La Turchia, ponte tra Est e Ovest
Con un PIL di circa 1.320 miliardi di dollari nel 2024 e una crescita stimata al +3,1% nel 2025, la Turchia è oggi la 17ª economia mondiale e membro del G20 e dell’OCSE. Il Paese ha acquisito un ruolo crescente nella sicurezza e nell’economia globale, anche grazie alla sua industria della difesa e alla posizione strategica nel Mar Nero.
I rapporti con l’Italia restano solidi: nel 2024 l’interscambio commerciale tra i due Paesi ha toccato 29,7 miliardi di euro, con un saldo positivo per l’Italia di oltre 5,5 miliardi. L’Italia è il quarto mercato di destinazione per l’export turco e il decimo mercato di sbocco per quello italiano, con oltre 430 imprese italiane già attive in Turchia.

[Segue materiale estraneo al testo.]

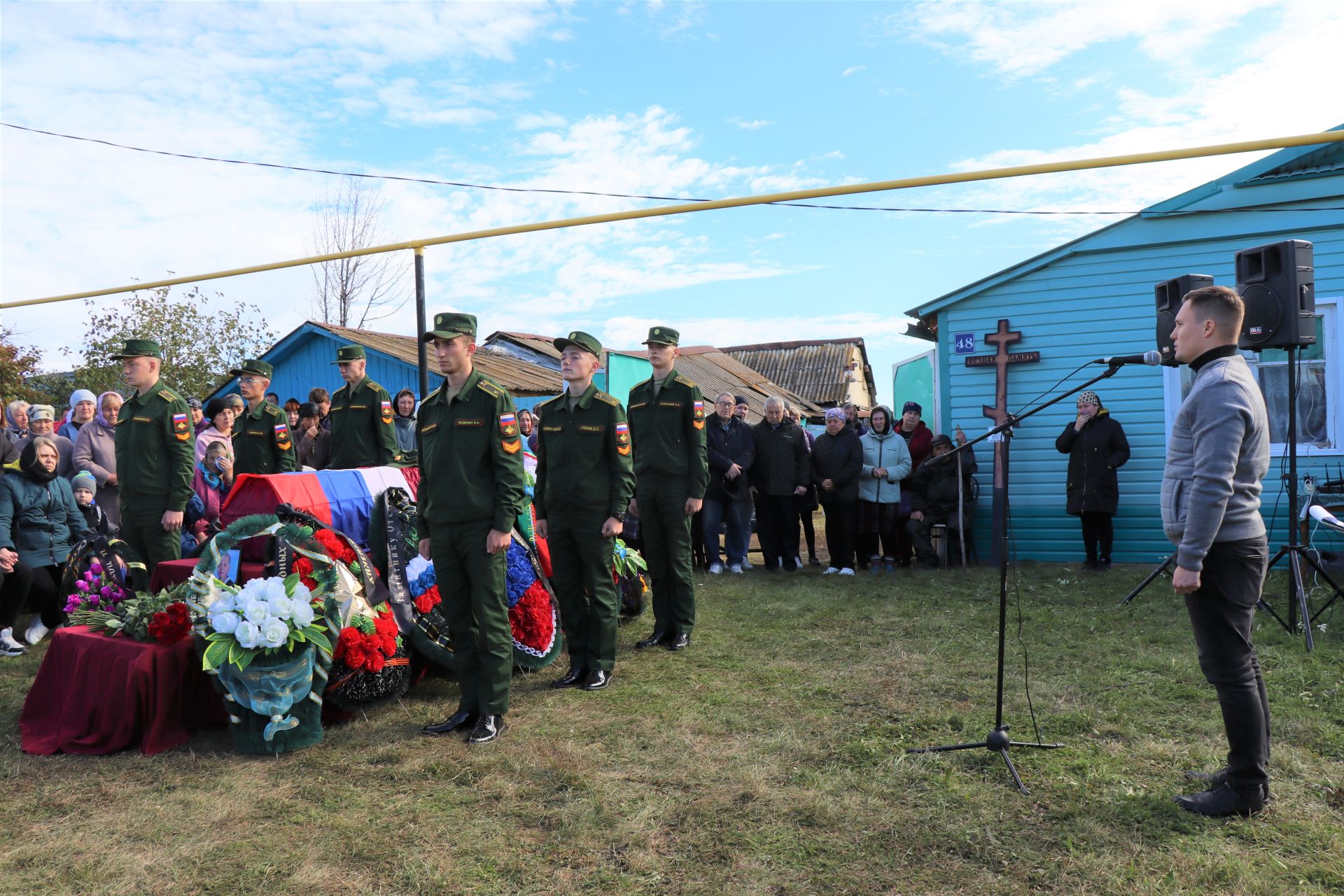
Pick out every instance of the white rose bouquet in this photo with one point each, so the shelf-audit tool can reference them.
(267, 615)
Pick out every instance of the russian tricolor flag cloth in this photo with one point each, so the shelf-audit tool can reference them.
(340, 498)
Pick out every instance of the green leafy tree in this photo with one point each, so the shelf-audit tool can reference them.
(201, 346)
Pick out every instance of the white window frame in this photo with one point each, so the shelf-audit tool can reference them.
(1334, 305)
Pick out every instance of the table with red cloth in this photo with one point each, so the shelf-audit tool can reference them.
(97, 695)
(169, 573)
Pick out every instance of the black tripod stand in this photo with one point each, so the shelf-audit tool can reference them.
(997, 739)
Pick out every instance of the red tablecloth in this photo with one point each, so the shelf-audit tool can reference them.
(171, 573)
(96, 695)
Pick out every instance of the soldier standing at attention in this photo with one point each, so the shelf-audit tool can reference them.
(671, 469)
(262, 441)
(584, 482)
(470, 492)
(156, 454)
(360, 415)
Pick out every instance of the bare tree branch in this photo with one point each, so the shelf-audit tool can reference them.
(353, 292)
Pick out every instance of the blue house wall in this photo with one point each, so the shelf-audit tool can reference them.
(1094, 298)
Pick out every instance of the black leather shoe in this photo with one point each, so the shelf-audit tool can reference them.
(489, 727)
(1214, 780)
(652, 641)
(597, 680)
(1219, 802)
(460, 720)
(571, 679)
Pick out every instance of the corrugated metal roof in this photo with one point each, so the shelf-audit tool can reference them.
(519, 378)
(815, 368)
(717, 371)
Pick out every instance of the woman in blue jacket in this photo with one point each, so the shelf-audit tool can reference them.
(886, 461)
(39, 524)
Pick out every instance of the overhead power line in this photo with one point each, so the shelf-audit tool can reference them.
(613, 195)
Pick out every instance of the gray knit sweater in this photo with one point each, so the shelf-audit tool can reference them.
(1215, 461)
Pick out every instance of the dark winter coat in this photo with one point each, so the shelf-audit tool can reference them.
(726, 448)
(840, 460)
(933, 489)
(1094, 454)
(781, 458)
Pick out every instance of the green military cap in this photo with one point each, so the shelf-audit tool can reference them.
(140, 348)
(451, 326)
(254, 367)
(580, 339)
(663, 336)
(347, 354)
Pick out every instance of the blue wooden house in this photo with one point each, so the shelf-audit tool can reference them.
(1093, 298)
(302, 360)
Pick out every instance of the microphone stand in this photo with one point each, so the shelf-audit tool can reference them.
(997, 739)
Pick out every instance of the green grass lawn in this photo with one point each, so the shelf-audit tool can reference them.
(769, 758)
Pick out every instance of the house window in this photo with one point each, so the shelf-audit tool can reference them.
(1319, 387)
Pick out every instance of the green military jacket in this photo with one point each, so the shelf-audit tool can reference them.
(362, 426)
(262, 442)
(470, 456)
(156, 450)
(668, 431)
(584, 457)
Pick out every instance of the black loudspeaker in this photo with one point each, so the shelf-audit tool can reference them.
(1168, 295)
(1278, 285)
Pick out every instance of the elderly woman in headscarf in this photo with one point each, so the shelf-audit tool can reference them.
(403, 419)
(84, 405)
(1096, 447)
(42, 422)
(96, 450)
(39, 524)
(886, 461)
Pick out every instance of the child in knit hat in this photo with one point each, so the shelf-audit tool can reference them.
(85, 486)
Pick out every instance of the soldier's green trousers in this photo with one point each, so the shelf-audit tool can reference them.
(470, 583)
(143, 531)
(666, 531)
(590, 605)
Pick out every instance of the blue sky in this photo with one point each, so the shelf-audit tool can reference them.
(670, 99)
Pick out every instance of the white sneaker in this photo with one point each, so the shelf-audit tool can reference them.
(36, 631)
(8, 647)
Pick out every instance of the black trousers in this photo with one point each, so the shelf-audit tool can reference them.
(841, 528)
(35, 586)
(1222, 613)
(777, 528)
(1097, 535)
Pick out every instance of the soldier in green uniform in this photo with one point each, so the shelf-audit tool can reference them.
(262, 441)
(470, 457)
(156, 456)
(671, 469)
(360, 415)
(584, 482)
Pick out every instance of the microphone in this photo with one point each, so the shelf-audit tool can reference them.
(1152, 359)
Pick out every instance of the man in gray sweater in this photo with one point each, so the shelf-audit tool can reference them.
(1215, 461)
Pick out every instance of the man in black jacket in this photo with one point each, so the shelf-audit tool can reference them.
(732, 449)
(936, 498)
(778, 473)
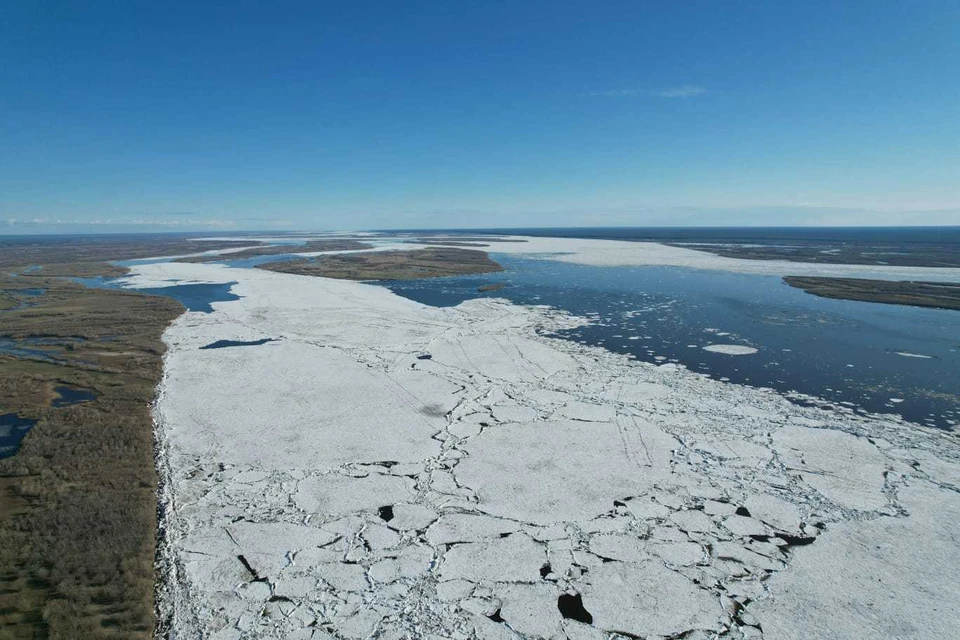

Nove sessioni per raccontare la nuova economia globale
Il programma del Forum si aprirà con una sessione dedicata al ruolo della Turchia nell’economia mondiale e proseguirà con nove panel tematici: energia e sostenibilità, cambiamento globale, rilancio del manifatturiero, trasporti e logistica, turismo, finanza e innovazione digitale, produzione alimentare e crescita sostenibile.
I lavori si svolgeranno in italiano, inglese, russo e turco, con partecipazione gratuita previa registrazione su forumverona.com, dove sarà disponibile anche la diretta streaming. Il percorso di avvicinamento all’evento sarà raccontato dal magazine Pluralia.